Он, наверное, тысячу раз мне это сказал, хотя я постоянно бегала трусцой, поднимала тяжести в спортзале, и пока что никакого пугающего валика жира на талии, столь свойственного женщинам среднего возраста, у меня не появилось; на мне, по-моему, никак не сказалось и то, что последние десять лет я регулярно нарушала расписание ежедневного ухода за кожей. Но тем не менее сорок лет были для меня сильным ударом. Хотя, наверное, не таким сильным, как пришедшее сейчас понимание того, что Алексу, по всей видимости, наплевать на то единственное, что я могу ему предложить.

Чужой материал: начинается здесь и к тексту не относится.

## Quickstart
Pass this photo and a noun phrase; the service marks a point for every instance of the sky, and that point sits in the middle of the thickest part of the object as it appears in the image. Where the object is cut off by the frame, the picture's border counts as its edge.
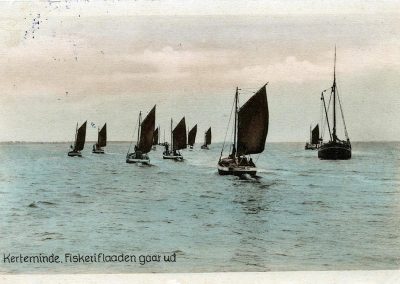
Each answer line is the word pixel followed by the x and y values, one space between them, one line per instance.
pixel 63 62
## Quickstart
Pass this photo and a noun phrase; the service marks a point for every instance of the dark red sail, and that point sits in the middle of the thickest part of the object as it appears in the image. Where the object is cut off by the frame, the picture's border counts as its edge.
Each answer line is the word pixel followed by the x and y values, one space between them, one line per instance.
pixel 80 137
pixel 192 135
pixel 315 135
pixel 102 139
pixel 155 137
pixel 208 137
pixel 146 131
pixel 179 136
pixel 253 119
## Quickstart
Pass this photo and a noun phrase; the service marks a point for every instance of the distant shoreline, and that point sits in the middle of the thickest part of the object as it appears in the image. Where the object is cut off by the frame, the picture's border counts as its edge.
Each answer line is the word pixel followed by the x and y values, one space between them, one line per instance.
pixel 218 142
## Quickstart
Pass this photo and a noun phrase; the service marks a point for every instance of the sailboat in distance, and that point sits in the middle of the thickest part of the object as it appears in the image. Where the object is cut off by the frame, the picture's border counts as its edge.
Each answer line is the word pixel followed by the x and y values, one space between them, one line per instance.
pixel 207 139
pixel 334 149
pixel 144 139
pixel 178 142
pixel 101 140
pixel 80 136
pixel 156 137
pixel 250 133
pixel 192 136
pixel 314 139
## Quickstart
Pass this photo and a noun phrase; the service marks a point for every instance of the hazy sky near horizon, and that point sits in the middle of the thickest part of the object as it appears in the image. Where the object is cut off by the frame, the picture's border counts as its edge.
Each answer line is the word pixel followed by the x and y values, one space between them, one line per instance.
pixel 104 61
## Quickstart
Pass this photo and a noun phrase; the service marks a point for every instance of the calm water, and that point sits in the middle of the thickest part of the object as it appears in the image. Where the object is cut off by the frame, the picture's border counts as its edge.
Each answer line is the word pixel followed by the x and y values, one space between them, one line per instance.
pixel 302 214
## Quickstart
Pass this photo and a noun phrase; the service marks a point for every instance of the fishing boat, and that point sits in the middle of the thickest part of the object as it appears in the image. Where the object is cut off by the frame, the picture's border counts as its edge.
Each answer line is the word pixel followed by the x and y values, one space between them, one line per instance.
pixel 207 139
pixel 334 149
pixel 80 136
pixel 101 140
pixel 250 132
pixel 155 137
pixel 144 140
pixel 192 136
pixel 178 142
pixel 314 139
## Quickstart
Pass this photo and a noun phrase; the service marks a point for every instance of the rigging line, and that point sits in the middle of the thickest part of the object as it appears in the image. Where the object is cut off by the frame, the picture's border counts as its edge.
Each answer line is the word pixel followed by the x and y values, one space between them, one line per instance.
pixel 341 111
pixel 133 135
pixel 227 129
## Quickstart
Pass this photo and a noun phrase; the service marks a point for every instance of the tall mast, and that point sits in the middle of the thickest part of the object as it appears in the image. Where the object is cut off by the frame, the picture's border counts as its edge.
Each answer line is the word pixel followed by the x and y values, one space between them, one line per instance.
pixel 172 140
pixel 234 135
pixel 140 122
pixel 334 98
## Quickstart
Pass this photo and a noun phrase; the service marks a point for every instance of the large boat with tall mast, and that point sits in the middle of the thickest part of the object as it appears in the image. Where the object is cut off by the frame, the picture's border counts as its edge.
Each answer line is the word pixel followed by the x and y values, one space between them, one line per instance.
pixel 313 144
pixel 207 139
pixel 101 140
pixel 144 140
pixel 334 149
pixel 250 132
pixel 178 142
pixel 156 137
pixel 80 137
pixel 192 136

— Есть способ выбраться отсюда, Елена. Но не уверен, что ты захочешь им воспользоваться.
— Расскажи.
Он откинулся на спинку дивана, и та ласково его приняла, а он беспечно закинул руки за голову, как если бы мы, случайно встретившись, просто решили немного выпить и поболтать о всяких пустяках.
— Мне нужны волонтеры. Для неких тестов, которые я хочу провести. Скажи мне, но скажи честно, потому что выяснить правду мне ничего не стоит. У тебя еще бывают менструации?
От этого вопроса я вдруг почувствовала себя голой, совершенно беззащитной и выставленной на всеобщее обозрение; примерно так же я чувствовала себя, когда впервые пришла сдавать вагинальный мазок: ступни закреплены в стременах, все мое нутро выставлено наружу, и врач что-то туда сует…
Мое «да» прозвучало скорее как хриплый шепот.
— Регулярно?
Я снова прошептала «да», прекрасно понимая, что довольно скоро это может прекратиться. Во всяком случае, перестанет быть регулярным. Когда у наших дочерей начинаются месячные, мы объясняем им, что теперь они стали женщинами. Мы говорим эти банальные вещи и думаем: неужели обратное тоже возможно? Неужели, когда природа приостанавливает одну из функций нашего организма, мы перестаем быть женщинами? И что же, тогда мы становимся неженщинами? Засыхаем, как цветок, всего лишь утратив способность к размножению? Я всегда откладывала эти вопросы на потом, и вот теперь мне пришлось столкнуться с ними лицом к лицу. Я понимала, о чем и почему спрашивает меня Алекс, и догадывалась, что именно он хочет мне предложить.
— Это хорошо. — Он наклонился, взял со стола маленькую записную книжку, быстро ее пролистал и деловито предложил: — Я могу записать тебя на вечер. Попозже. Скажем, на семь часов. — И это был отнюдь не вопрос, а, скорее, требование, приказ.